On Behalf of | Jul 9, 2020 | Driver's License

One of the impacts of a drunk driving conviction in South Carolina is that you can lose your ability to drive legally. A drivers’ license suspension is one of the primary sentences that you can receive. Some individuals might not realize that there may be options that you can utilize to enable you to drive in a limited capacity.

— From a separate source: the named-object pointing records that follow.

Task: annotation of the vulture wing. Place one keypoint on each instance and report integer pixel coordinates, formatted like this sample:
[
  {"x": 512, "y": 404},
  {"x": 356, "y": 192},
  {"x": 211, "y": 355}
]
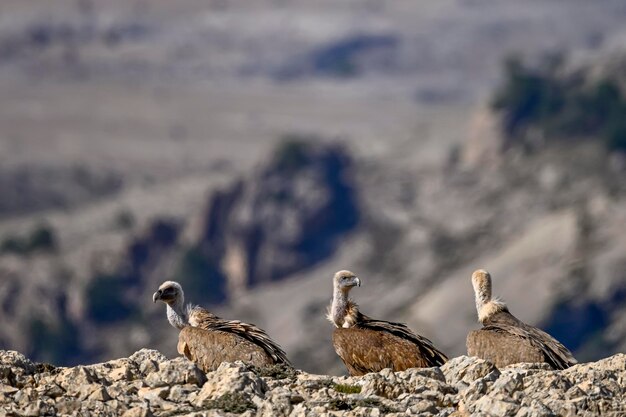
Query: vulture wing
[
  {"x": 208, "y": 349},
  {"x": 426, "y": 349},
  {"x": 203, "y": 319}
]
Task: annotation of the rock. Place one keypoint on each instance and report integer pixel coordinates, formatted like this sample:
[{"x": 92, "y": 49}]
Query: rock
[
  {"x": 462, "y": 387},
  {"x": 463, "y": 370},
  {"x": 228, "y": 378},
  {"x": 175, "y": 371}
]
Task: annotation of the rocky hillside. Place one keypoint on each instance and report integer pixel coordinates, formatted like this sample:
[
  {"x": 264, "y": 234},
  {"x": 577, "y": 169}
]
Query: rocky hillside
[
  {"x": 148, "y": 384},
  {"x": 141, "y": 145}
]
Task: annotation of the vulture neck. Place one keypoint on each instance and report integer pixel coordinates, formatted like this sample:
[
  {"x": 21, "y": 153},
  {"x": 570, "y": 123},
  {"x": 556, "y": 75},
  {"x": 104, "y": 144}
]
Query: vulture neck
[
  {"x": 343, "y": 310},
  {"x": 176, "y": 314},
  {"x": 486, "y": 306}
]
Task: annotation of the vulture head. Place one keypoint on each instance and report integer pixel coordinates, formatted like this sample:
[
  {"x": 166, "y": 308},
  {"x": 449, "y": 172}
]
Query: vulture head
[
  {"x": 486, "y": 306},
  {"x": 169, "y": 292},
  {"x": 481, "y": 281},
  {"x": 345, "y": 280}
]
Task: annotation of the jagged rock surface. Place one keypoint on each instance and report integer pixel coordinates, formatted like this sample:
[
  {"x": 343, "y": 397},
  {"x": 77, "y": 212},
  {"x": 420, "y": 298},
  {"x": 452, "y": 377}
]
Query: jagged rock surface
[{"x": 149, "y": 384}]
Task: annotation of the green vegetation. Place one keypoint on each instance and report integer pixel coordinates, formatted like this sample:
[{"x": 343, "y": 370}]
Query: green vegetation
[
  {"x": 561, "y": 106},
  {"x": 292, "y": 153},
  {"x": 339, "y": 404},
  {"x": 232, "y": 403},
  {"x": 41, "y": 239},
  {"x": 347, "y": 389},
  {"x": 276, "y": 371}
]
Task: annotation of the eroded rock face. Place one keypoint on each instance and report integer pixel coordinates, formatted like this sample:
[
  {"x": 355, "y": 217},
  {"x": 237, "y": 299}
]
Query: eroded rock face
[{"x": 148, "y": 384}]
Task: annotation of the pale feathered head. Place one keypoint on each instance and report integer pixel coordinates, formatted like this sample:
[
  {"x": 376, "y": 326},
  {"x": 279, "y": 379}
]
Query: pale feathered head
[
  {"x": 345, "y": 280},
  {"x": 481, "y": 281},
  {"x": 486, "y": 305}
]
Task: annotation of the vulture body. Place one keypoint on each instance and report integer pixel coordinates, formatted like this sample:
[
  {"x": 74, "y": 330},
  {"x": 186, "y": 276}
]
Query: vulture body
[
  {"x": 368, "y": 345},
  {"x": 209, "y": 340},
  {"x": 504, "y": 339}
]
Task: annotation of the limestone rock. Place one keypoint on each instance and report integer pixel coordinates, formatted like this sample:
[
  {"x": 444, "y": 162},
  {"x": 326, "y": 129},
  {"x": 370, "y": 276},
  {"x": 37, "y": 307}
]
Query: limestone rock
[{"x": 148, "y": 384}]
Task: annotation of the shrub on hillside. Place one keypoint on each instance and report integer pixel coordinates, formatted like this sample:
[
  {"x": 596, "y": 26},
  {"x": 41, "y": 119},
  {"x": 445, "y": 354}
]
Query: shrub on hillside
[{"x": 560, "y": 106}]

The exact type of license you’re eligible for depends on several factors. Your attorney can help determine if you may qualify for one. Knowing the differences between them is beneficial so you understand what you can do.

Temporary alcohol license

If you file for an administrative hearing, you may qualify for a temporary alcohol license. The cost is $100 and is only valid until you receive the results of the administrative hearing. Your administrative hearing must be for one of these:

  • .02% BAC or higher if you’re under 21
  • .15% BAC
  • Implied consent under 21
  • Implied consent

Provisional driver’s license

A provisional license is valid for a 6-month term if you’re facing a first offense drunk driving charge. There are some specific points that must be met in order for you to qualify for this license. If you meet them, you must pay a $100 fee. These are the qualifications:

  • Enrolled in the Alcohol and Drug Safety Action Program
  • Have a valid South Carolina driver’s license or an exemption
  • No other suspensions with a few exceptions
  • Meet all requirements for prior cancellations, revocations and suspensions
  • A BAC of .14% or less for violations on or after October 1, 2014

Route restricted driver’s license

It’s sometimes possible to get a restricted license that allows you to drive to and from work, school, a court ordered drug program or the Alcohol and Drug Safety Action Program. You can also drive during work or school. This license is valid for the length of your suspension. You can only have one route restricted driver’s license in your lifetime. The alcohol-related charges that can lead to eligibility include:

  • Implied consent
  • BAC of .15% or higher
  • Alcohol violation

Dealing with the loss of your driver’s license is only one small part of what you need to think about when you’re facing a drunk driving charge. Your defense attorney can help you to work out a defense strategy. Try to get started quickly so you don’t have to rush.